Since the credit default swap problems that initially generated AIG’s corporate crisis is long over—all of the counterparties involved have been made whole—there’s no reason to think that the end of AIG would seriously ripple the financial services market overall.

In fact the opposite is so: getting rid of AIG would almost certainly promote stability. Left to its own devices, AIG has every reason to keep on making envelope-pushing investments and treating its customers poorly. These things are destabilizing. Since the corporate structure has remained the same since the government bailed it out, it could well need yet another bailout. Along the way, it’s presence as a vigorous price competitor with nothing to lose will result in additional price pressure within while its service practices will lower the bar on service elsewhere. Were it still a private company, these practices might well be a desirable way to encourage efficiency. As a taxpayer ward, however, AIG has no business engaging in cutthroat, limits-pushing, arguably predatory practices even if doing so doesn’t violate any laws.

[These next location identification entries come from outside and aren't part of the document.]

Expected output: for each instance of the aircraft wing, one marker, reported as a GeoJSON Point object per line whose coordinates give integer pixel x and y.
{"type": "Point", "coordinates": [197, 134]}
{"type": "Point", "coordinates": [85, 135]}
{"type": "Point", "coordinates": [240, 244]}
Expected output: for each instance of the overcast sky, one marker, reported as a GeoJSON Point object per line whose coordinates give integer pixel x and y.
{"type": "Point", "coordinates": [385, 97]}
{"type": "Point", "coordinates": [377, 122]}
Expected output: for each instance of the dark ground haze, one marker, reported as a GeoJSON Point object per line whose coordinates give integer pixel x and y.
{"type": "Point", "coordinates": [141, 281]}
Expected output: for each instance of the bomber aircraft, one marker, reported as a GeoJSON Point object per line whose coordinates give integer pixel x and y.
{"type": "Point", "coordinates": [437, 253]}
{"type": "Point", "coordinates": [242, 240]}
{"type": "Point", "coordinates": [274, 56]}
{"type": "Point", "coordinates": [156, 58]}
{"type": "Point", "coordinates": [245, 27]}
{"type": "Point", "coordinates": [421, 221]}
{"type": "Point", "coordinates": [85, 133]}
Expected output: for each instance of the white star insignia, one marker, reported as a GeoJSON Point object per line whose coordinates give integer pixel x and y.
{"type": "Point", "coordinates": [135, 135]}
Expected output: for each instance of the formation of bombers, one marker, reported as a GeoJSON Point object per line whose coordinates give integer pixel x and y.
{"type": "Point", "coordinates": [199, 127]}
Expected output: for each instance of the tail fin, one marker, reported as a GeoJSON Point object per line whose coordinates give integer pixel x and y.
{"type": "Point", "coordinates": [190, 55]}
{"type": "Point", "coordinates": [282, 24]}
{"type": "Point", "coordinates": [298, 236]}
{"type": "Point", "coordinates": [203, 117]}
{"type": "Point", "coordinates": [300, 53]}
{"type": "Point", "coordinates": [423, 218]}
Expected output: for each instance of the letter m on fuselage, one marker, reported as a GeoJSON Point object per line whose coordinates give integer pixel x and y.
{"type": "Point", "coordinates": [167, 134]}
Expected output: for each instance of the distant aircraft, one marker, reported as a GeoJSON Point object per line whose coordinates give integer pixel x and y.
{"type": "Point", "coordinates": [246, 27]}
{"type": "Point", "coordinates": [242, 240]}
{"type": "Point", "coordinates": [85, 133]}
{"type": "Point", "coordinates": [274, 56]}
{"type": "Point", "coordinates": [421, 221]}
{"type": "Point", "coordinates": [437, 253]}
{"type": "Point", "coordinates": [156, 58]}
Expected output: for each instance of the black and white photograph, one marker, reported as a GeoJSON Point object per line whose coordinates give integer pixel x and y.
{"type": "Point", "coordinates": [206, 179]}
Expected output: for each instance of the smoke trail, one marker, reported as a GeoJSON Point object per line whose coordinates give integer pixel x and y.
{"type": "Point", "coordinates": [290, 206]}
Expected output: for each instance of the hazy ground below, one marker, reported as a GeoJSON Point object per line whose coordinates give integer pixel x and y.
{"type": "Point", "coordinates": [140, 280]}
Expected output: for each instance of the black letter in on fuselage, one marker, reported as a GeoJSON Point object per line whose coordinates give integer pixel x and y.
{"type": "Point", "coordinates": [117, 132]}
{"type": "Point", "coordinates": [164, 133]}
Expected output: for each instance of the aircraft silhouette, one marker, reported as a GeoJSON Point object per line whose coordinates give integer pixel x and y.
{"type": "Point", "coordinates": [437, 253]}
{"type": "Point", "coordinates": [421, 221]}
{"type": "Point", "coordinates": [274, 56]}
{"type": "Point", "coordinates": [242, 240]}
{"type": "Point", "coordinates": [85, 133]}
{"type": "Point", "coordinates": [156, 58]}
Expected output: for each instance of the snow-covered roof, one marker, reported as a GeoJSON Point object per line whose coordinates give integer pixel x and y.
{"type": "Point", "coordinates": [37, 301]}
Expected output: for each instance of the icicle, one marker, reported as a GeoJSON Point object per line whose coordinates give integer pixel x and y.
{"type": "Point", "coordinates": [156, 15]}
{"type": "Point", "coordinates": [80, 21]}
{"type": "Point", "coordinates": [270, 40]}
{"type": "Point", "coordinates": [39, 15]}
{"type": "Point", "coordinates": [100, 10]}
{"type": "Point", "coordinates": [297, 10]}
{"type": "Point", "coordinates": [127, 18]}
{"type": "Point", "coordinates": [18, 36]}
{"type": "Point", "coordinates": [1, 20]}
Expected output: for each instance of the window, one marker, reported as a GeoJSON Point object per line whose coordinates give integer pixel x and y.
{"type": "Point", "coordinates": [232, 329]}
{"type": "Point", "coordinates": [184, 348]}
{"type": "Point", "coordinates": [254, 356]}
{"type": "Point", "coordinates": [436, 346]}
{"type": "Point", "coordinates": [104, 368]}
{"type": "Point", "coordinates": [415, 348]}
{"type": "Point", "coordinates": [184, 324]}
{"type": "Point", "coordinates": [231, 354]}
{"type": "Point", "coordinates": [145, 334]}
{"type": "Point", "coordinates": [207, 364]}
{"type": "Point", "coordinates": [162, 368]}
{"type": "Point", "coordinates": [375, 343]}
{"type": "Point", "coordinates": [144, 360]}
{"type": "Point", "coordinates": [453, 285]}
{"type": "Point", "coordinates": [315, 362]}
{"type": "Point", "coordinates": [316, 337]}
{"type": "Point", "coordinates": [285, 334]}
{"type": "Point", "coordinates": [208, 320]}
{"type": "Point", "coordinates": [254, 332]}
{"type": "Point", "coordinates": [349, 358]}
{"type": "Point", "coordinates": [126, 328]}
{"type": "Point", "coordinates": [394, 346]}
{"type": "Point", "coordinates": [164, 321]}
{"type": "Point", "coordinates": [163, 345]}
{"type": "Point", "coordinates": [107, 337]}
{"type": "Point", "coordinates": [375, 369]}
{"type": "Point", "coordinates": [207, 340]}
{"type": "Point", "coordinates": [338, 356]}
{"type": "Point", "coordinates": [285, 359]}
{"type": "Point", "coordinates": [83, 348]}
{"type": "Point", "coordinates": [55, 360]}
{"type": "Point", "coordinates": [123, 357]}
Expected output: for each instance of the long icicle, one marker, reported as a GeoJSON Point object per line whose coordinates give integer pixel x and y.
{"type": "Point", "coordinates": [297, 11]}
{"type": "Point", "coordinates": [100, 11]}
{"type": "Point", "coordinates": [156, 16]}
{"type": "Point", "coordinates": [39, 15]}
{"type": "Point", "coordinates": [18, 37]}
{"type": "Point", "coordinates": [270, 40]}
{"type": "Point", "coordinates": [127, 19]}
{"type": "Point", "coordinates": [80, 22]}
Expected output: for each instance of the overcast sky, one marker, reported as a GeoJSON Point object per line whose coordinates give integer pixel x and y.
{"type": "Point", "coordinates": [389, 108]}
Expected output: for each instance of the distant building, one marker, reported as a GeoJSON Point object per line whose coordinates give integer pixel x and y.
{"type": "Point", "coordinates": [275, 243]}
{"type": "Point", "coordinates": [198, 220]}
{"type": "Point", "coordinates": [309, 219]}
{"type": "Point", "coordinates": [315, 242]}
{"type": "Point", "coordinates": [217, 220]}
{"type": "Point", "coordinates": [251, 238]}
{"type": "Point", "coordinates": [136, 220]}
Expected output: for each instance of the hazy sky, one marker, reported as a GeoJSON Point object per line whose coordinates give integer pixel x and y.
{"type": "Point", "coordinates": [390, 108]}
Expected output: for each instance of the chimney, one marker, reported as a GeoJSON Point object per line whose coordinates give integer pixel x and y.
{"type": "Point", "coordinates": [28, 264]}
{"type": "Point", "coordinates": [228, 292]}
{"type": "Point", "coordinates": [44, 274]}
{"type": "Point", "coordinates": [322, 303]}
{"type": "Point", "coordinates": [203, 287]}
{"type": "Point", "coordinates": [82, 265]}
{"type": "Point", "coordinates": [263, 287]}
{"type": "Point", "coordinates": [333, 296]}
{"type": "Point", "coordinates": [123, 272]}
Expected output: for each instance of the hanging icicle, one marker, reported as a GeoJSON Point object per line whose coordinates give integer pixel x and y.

If it wants to solve the problems that AIG poses, the government should put the company out of its misery. Even if the company remains in existence forever, its total debts will never be paid back because they are based on valuations of the company that assumed its strategy would result in long-term growth that never came.  The money AIG lost is gone.

If it actually wants to promote economic stability, the reason it intervened in the first place,  Congress and the Federal Reserve should call in the loans and encourage the breakup of AIG into several freestanding, multi-line insurers that compete with one another. Any subsidiary or group of that can stand on its own should have to offer shares to the public and turn some of the IPO proceeds over to the taxpayers. As part of this process, investors and the government would also have to do a long-overdue full accounting of AIG’s finances and determine if the company has any yet-undisclosed ills. (Such an accounting still hasn’t been done.)

Whatever happens with the IPOs, new AIG spinoffs would start out with relatively clean balance sheets—an acknowledgement that AIG’s total debt will never be paid back. Going forward, public entities would have no role in running them. As private companies, they could pursue any business strategy their managers chose. But, as smaller, more legible entities, they would have a much harder time hiding money and engaging in AIG-like investment strategies. Smaller brand portfolios would also limit their ability to play hardball with their customers like the old AIG.

There’s no perfect, elegant solution to the challenges that AIG poses. Taxpayers will never see all of their money returned. But leaving AIG intact is simply a bad idea.